Per lo spettacolo dipende anche dall’eventuale presenza di progetti locali da finanziare. Nel caso del libro, invece, le associazioni che l’hanno sponsorizzato hanno deciso di convogliare i ricavi nel progetto Tetto amico, la raccolta fondi per l’ampliamento della foresteria già attiva nell’ex dermatologia dell’ospedale Sant’Orsola, a beneficio dei pazienti in attesa di trapianto o appena trapiantati e dei loro familiari. Si tratta di una struttura di fondamentale importanza in una città in cui, soprattutto in periodo fiera ma non solo, è difficilissimo (oltre che costoso) trovare posti letto, fondamentali per i non pochi degenti provenienti da zone d’Italia molto distanti.

Quali sono i suoi sogni oggi? Vorrebbe per caso scrivere un altro libro?

No, considerando che mai avrei immaginato di scrivere neanche il primo!
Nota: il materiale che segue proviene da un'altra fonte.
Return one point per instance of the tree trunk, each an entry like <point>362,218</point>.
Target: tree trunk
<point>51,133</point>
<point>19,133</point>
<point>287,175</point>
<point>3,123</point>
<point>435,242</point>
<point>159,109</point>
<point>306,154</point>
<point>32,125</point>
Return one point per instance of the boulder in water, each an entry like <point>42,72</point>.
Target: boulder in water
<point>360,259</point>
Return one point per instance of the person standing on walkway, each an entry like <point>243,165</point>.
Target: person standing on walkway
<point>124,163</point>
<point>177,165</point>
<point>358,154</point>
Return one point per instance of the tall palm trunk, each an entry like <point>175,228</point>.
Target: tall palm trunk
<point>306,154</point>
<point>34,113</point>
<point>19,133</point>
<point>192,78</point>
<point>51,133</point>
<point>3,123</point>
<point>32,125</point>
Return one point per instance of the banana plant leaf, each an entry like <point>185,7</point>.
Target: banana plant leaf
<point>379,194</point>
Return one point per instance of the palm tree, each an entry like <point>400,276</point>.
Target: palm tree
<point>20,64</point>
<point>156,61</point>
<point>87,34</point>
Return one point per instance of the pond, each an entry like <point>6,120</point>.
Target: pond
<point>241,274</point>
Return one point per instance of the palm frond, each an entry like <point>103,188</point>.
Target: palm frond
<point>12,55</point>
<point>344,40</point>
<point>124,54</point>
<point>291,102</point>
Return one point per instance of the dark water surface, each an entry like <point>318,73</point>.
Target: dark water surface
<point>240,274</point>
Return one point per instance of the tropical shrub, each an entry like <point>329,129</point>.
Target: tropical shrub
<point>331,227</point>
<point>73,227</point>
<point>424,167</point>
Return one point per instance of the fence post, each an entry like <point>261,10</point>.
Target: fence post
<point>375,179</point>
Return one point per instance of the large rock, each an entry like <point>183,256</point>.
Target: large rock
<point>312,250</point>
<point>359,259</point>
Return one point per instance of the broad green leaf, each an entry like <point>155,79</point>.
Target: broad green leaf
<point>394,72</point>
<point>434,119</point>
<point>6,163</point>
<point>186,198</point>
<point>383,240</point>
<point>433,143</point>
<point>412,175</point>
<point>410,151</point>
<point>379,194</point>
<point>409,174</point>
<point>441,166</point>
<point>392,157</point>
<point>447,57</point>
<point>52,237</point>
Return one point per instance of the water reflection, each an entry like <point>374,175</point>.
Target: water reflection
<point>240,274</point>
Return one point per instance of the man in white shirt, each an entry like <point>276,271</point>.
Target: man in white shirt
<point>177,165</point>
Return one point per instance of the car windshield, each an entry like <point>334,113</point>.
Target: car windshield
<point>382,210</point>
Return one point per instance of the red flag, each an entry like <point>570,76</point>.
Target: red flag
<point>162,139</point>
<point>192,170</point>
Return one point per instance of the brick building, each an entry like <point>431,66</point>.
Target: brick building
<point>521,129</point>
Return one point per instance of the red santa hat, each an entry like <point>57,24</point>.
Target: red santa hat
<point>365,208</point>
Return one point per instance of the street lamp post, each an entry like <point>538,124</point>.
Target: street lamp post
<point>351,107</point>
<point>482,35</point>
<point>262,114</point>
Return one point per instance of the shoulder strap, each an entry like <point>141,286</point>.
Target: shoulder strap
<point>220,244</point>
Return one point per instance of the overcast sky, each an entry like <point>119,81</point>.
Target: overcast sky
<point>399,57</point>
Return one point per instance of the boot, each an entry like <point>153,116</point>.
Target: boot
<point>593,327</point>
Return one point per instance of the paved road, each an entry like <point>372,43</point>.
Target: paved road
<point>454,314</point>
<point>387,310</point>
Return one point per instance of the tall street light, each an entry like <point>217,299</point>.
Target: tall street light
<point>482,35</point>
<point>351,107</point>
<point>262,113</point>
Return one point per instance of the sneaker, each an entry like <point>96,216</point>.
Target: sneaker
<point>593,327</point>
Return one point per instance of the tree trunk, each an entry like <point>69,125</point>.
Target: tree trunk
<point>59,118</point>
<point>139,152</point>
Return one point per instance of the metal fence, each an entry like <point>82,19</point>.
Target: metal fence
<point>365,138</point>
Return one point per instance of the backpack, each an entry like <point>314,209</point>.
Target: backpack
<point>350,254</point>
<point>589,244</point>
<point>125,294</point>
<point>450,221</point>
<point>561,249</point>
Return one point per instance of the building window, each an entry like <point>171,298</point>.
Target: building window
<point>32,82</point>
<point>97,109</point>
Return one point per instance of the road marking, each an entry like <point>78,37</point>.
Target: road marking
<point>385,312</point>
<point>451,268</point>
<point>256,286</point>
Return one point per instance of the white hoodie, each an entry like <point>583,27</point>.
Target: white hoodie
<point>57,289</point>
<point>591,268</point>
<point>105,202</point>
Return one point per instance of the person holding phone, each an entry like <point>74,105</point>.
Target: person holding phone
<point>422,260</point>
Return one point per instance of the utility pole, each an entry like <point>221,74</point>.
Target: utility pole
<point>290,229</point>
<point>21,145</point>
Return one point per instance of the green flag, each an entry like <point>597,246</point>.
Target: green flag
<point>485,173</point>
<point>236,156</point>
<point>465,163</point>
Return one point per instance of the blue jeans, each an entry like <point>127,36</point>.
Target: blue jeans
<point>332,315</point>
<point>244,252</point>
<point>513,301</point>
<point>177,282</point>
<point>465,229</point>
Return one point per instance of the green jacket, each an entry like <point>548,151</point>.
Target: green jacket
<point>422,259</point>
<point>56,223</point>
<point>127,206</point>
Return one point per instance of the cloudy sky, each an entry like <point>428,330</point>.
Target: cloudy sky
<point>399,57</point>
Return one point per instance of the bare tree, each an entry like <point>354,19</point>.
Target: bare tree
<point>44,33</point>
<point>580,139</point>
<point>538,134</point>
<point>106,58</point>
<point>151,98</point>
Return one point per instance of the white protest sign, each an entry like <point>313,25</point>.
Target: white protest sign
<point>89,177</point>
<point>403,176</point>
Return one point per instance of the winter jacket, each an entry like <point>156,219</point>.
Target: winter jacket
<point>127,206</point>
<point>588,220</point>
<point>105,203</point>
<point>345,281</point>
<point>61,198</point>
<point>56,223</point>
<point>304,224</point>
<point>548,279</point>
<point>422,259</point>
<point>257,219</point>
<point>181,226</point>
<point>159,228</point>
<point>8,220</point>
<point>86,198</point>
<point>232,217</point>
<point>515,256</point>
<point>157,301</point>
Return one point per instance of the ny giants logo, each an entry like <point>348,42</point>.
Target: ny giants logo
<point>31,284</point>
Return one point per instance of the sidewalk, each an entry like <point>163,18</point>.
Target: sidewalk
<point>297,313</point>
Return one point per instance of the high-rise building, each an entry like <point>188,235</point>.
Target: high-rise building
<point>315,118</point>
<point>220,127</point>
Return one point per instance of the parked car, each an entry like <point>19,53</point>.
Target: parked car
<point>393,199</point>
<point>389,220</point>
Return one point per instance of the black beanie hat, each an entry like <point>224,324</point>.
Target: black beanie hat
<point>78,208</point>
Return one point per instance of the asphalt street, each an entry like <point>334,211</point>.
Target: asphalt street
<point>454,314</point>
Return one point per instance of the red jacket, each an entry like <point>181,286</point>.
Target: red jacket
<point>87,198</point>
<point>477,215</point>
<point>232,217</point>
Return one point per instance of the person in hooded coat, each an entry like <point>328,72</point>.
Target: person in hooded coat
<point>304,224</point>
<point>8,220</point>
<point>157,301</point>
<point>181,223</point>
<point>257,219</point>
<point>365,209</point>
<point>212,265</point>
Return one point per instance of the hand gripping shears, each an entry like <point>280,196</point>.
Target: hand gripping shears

E dire che di materiale ce ne sarebbe eccome, ma come penso si capisca, ho cercato di fissare sulla carta le mie emozioni vere e autentiche, come i miei sogni, normali come quelli di chiunque.

Come immagina la sua vecchiaia… tra una quarantina d’anni?

Mah, tra quarant’anni probabilmente sarò stanco di vivere (ride di nuovo); però a parte gli scherzi, tolti i problemi fisici che potrebbero capitarmi, essendo il mio sistema immunitario debole come quello di tutti i trapiantati, mi immagino una vecchiaia serena. Perché in effetti c’è qualcosa che è cambiato in me rispetto a prima: mi sono molto avvicinato alla fede, che mi ha dato alcune risposte che oggi mi aiutano a vivere, non solo a sopravvivere.

 

Si tratta di una presa di coscienza davvero preziosa che noi di Muoversi Insieme gli auguriamo di conservare per sempre, a beneficio anche di tutte le persone che avranno voglia di guardare in faccia il senso vero dell’esistenza senza inutili maschere. Grazie di verissimo cuore, a lei e ai genitori di Federico, e un grande in bocca al lupo per tutto.